El Ateneo
El Ateneo, se trata de ganar el Ateneo, se trata de tomar el Ateneo de Madrid, Palacio de Invierno de la cultura invernada, hibernizada por Franco durante cuarenta años, Bastilla en cuyo último corredor encontraremos al marqués de Bradomín, ya que no al de Sade, predicando libertinaje, mejor que libertad, a los ujieres, porque el libertinaje, tan malentendido por la reacción bienpensante que pone el grito en el cielo artesonado del Ateneo; el libertinaje, digo, es la libertad y algo más.Francisco Fernández Ordóñez me parece a mí el capitán intelectual de esa dorada horda, infame turba de la cultura que debe tomar el Ateneo después de 40/40 de funcionarios, sagitarios, sanitarios, veterinarios del buey de Pitágoras y carceleros carcelarios del saber. Por fin, en el libre juego de unas elecciones libres, el Ateneo, que es «científico, literario, y artístico», pero que en el fondo de sus mazmorras eruditas es libertario, como todo Ateneo, desde Atenea y desde Atenas, ya que el Ateneo supone, en la capital del dolor de la democracia, la tribuna más libre, el coso más atroz, el reñidero de gallos de la oratoria, el Campo del Gas para la lucha libre de los oscuros ideólogos adolescentes que quieren poner contra las cuerdas la cultura oficial de los incultos. Me parece que hay que ganar el Ateneo, y me parece que podría ganarlo Pacordóñez, ese Ateneo donde Valle-Inclán le dijo a un ricacho mejicano:
-Pues yo, además de tener tantos criados como usted, unos para el vino blanco, otros para el vino tinto, unos para la carne, otros para el pescado, además tengo unos criados para no hacer nada, que se están de pie junto a la pared.

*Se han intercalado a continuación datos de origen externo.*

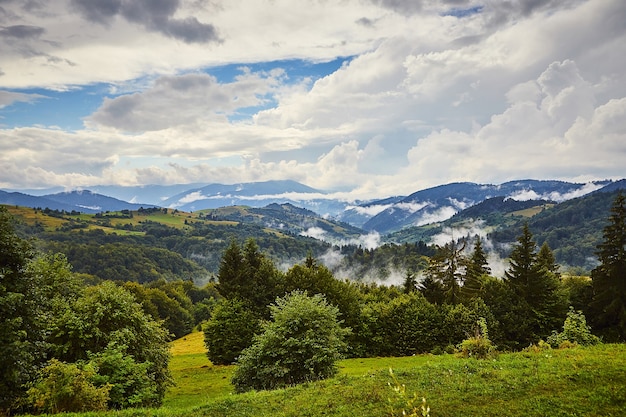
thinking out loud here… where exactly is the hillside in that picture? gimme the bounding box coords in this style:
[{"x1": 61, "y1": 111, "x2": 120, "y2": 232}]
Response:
[
  {"x1": 4, "y1": 205, "x2": 333, "y2": 284},
  {"x1": 160, "y1": 333, "x2": 626, "y2": 417},
  {"x1": 387, "y1": 187, "x2": 626, "y2": 271},
  {"x1": 352, "y1": 180, "x2": 608, "y2": 234}
]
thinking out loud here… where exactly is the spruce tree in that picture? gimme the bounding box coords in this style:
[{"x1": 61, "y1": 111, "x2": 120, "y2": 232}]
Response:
[
  {"x1": 425, "y1": 240, "x2": 466, "y2": 304},
  {"x1": 462, "y1": 236, "x2": 491, "y2": 300},
  {"x1": 590, "y1": 192, "x2": 626, "y2": 341},
  {"x1": 216, "y1": 238, "x2": 284, "y2": 317},
  {"x1": 504, "y1": 224, "x2": 567, "y2": 343},
  {"x1": 537, "y1": 242, "x2": 560, "y2": 276}
]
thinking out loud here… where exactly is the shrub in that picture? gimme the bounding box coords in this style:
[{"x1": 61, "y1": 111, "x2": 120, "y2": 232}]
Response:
[
  {"x1": 231, "y1": 291, "x2": 350, "y2": 392},
  {"x1": 27, "y1": 359, "x2": 110, "y2": 414},
  {"x1": 546, "y1": 307, "x2": 601, "y2": 348},
  {"x1": 87, "y1": 343, "x2": 158, "y2": 409},
  {"x1": 457, "y1": 318, "x2": 496, "y2": 359}
]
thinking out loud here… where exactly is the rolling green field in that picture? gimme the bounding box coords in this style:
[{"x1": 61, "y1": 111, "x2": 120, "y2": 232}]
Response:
[
  {"x1": 155, "y1": 332, "x2": 626, "y2": 417},
  {"x1": 22, "y1": 331, "x2": 626, "y2": 417}
]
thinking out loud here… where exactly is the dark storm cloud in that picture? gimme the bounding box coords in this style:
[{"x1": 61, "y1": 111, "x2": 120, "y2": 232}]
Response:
[
  {"x1": 0, "y1": 24, "x2": 45, "y2": 39},
  {"x1": 71, "y1": 0, "x2": 219, "y2": 43}
]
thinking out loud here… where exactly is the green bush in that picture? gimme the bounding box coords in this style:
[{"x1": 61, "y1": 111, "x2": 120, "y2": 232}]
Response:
[
  {"x1": 546, "y1": 307, "x2": 601, "y2": 348},
  {"x1": 87, "y1": 343, "x2": 158, "y2": 409},
  {"x1": 457, "y1": 318, "x2": 496, "y2": 359},
  {"x1": 27, "y1": 359, "x2": 110, "y2": 414},
  {"x1": 231, "y1": 291, "x2": 350, "y2": 392}
]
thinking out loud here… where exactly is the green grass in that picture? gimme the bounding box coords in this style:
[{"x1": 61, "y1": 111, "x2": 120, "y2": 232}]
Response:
[
  {"x1": 158, "y1": 332, "x2": 626, "y2": 417},
  {"x1": 164, "y1": 332, "x2": 234, "y2": 410},
  {"x1": 20, "y1": 332, "x2": 626, "y2": 417}
]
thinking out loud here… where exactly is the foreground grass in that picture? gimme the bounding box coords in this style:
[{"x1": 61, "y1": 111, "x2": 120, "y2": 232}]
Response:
[
  {"x1": 29, "y1": 335, "x2": 626, "y2": 417},
  {"x1": 163, "y1": 335, "x2": 626, "y2": 417}
]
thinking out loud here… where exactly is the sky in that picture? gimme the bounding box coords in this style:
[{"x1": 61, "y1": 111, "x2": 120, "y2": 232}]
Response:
[{"x1": 0, "y1": 0, "x2": 625, "y2": 200}]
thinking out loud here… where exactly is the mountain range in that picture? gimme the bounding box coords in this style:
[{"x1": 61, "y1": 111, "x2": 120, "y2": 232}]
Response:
[{"x1": 1, "y1": 179, "x2": 622, "y2": 236}]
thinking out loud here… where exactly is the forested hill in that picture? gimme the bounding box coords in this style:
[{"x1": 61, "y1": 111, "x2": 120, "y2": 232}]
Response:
[
  {"x1": 491, "y1": 187, "x2": 625, "y2": 270},
  {"x1": 388, "y1": 187, "x2": 626, "y2": 272},
  {"x1": 6, "y1": 206, "x2": 332, "y2": 285}
]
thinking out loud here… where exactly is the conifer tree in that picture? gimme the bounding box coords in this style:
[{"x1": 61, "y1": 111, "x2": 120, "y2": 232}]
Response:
[
  {"x1": 424, "y1": 240, "x2": 467, "y2": 304},
  {"x1": 216, "y1": 238, "x2": 284, "y2": 317},
  {"x1": 537, "y1": 242, "x2": 560, "y2": 276},
  {"x1": 504, "y1": 223, "x2": 567, "y2": 343},
  {"x1": 591, "y1": 192, "x2": 626, "y2": 340},
  {"x1": 462, "y1": 236, "x2": 491, "y2": 300}
]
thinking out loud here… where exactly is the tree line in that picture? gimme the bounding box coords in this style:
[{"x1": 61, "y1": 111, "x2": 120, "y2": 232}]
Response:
[{"x1": 204, "y1": 193, "x2": 626, "y2": 390}]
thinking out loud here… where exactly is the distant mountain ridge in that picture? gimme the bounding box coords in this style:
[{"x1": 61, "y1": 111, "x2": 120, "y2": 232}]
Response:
[
  {"x1": 350, "y1": 180, "x2": 613, "y2": 234},
  {"x1": 2, "y1": 179, "x2": 621, "y2": 234},
  {"x1": 0, "y1": 190, "x2": 158, "y2": 214}
]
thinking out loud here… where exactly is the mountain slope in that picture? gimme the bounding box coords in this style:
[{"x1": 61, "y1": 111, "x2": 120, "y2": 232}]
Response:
[
  {"x1": 358, "y1": 180, "x2": 602, "y2": 234},
  {"x1": 162, "y1": 180, "x2": 353, "y2": 216},
  {"x1": 42, "y1": 190, "x2": 159, "y2": 213},
  {"x1": 202, "y1": 203, "x2": 365, "y2": 241},
  {"x1": 388, "y1": 182, "x2": 626, "y2": 271}
]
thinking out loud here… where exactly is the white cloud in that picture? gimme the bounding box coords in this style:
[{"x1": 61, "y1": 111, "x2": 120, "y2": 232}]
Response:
[
  {"x1": 414, "y1": 206, "x2": 459, "y2": 226},
  {"x1": 0, "y1": 0, "x2": 624, "y2": 196},
  {"x1": 299, "y1": 227, "x2": 327, "y2": 240}
]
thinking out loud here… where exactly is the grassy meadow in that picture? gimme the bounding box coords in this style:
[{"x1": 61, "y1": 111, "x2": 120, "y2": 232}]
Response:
[
  {"x1": 156, "y1": 332, "x2": 626, "y2": 417},
  {"x1": 21, "y1": 330, "x2": 626, "y2": 417}
]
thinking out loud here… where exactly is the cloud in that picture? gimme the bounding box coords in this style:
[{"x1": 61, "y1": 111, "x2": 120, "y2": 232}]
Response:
[
  {"x1": 348, "y1": 204, "x2": 393, "y2": 217},
  {"x1": 177, "y1": 191, "x2": 209, "y2": 204},
  {"x1": 87, "y1": 70, "x2": 285, "y2": 132},
  {"x1": 70, "y1": 0, "x2": 219, "y2": 44},
  {"x1": 0, "y1": 0, "x2": 624, "y2": 196},
  {"x1": 300, "y1": 227, "x2": 382, "y2": 250},
  {"x1": 0, "y1": 90, "x2": 46, "y2": 109},
  {"x1": 0, "y1": 25, "x2": 45, "y2": 39},
  {"x1": 414, "y1": 206, "x2": 459, "y2": 226}
]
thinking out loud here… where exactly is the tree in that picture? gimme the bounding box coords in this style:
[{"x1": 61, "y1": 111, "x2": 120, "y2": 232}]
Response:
[
  {"x1": 537, "y1": 242, "x2": 560, "y2": 277},
  {"x1": 424, "y1": 240, "x2": 466, "y2": 304},
  {"x1": 402, "y1": 270, "x2": 418, "y2": 294},
  {"x1": 590, "y1": 192, "x2": 626, "y2": 340},
  {"x1": 231, "y1": 291, "x2": 350, "y2": 392},
  {"x1": 49, "y1": 282, "x2": 173, "y2": 407},
  {"x1": 546, "y1": 307, "x2": 600, "y2": 348},
  {"x1": 462, "y1": 236, "x2": 491, "y2": 300},
  {"x1": 504, "y1": 224, "x2": 567, "y2": 344},
  {"x1": 0, "y1": 207, "x2": 41, "y2": 413},
  {"x1": 216, "y1": 239, "x2": 284, "y2": 317},
  {"x1": 27, "y1": 359, "x2": 110, "y2": 414},
  {"x1": 203, "y1": 298, "x2": 260, "y2": 365}
]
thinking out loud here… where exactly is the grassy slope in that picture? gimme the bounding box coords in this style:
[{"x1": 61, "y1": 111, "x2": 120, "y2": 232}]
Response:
[
  {"x1": 160, "y1": 332, "x2": 626, "y2": 417},
  {"x1": 30, "y1": 334, "x2": 626, "y2": 417}
]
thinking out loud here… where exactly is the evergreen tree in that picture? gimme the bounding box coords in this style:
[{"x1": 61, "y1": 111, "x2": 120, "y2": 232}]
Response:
[
  {"x1": 425, "y1": 240, "x2": 466, "y2": 304},
  {"x1": 216, "y1": 239, "x2": 245, "y2": 300},
  {"x1": 590, "y1": 192, "x2": 626, "y2": 341},
  {"x1": 537, "y1": 242, "x2": 560, "y2": 276},
  {"x1": 504, "y1": 224, "x2": 567, "y2": 344},
  {"x1": 216, "y1": 238, "x2": 284, "y2": 317},
  {"x1": 419, "y1": 274, "x2": 445, "y2": 305},
  {"x1": 462, "y1": 236, "x2": 491, "y2": 300},
  {"x1": 402, "y1": 270, "x2": 418, "y2": 294}
]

El 98, Azaña, el eurovanguardismo de Ramón Gómez de la Serna, el pelo rubio de González-Ruano, que era tan moreno, todo eso ha salido del Ateneo, como los heterodoxos españoles de Menéndez Pelayo, que en realidad andaban por la Cacharrería del Ateneo, haciendo y diciendo heterodoxias, cada uno venido de su siglo a seducir una señorita ateneísta de Méndez Bringas o Penagos, mientras don Marcelino hacía con ellos papeletas en la biblioteca. Hasta que el Ateneo lo secuestraron los «falangistas liberales» -un recochineo- de los cuarenta/ cincuenta, los eurocatólicos del Opus Dei y los jóvenes pálidos de Pérez-Embid, que sabían latín y querían cambiarnos a Sartre por Gabriel Marcel y a André Gide por Péguy. En aquella ciudadela del Imperio hacia el Dios castellano /leonés de Arias-Salgado/Escrivá, era almena impar el Aula Pequeña de Poesía, llevada por el calvoprusiano José Hierro, que metía a Blas de Otero, a Gabriel Celaya, Manuel Alvarez-Ortega, para disparar el arma cargada de futuro de la poesía con un estampido lírico que estremecía como el eco de la libertad las estatuas desnudas de las escaleras y a una cocinerita guapa que había en el bar, y que alguna vez me dio gratis la tortilla de patata con mucha tortilla.
El Ateneo, sí, ha sido al Congreso lo que el Campo del Gas al Palacio de los Deportes, en la cultura y la política española, un cocedero de hombres, un horno del pan de las ideas, una alta y revuelta tahona de los hombres públicos, «por sutiles harinas pulcros y encanecidos», como si la Bastilla misma se echase a andar para hacer ella la Revolución. Y Ruiz-Giménez como un Marat democristiano.
En los viejos trienios liberales era como si el Ateneo tomase por asalto las Cortes, un edificio invadiendo otro, sólo con subir la calle de Santa Catalina, porque entonces los golpes eran oratorios y a todo el 98 y a toda la generación de Ortega no se le escapó nunca un coño. Tomar el Ateneo, Paco, tron, es hacer la revolución cultural desde abajo. Una movida.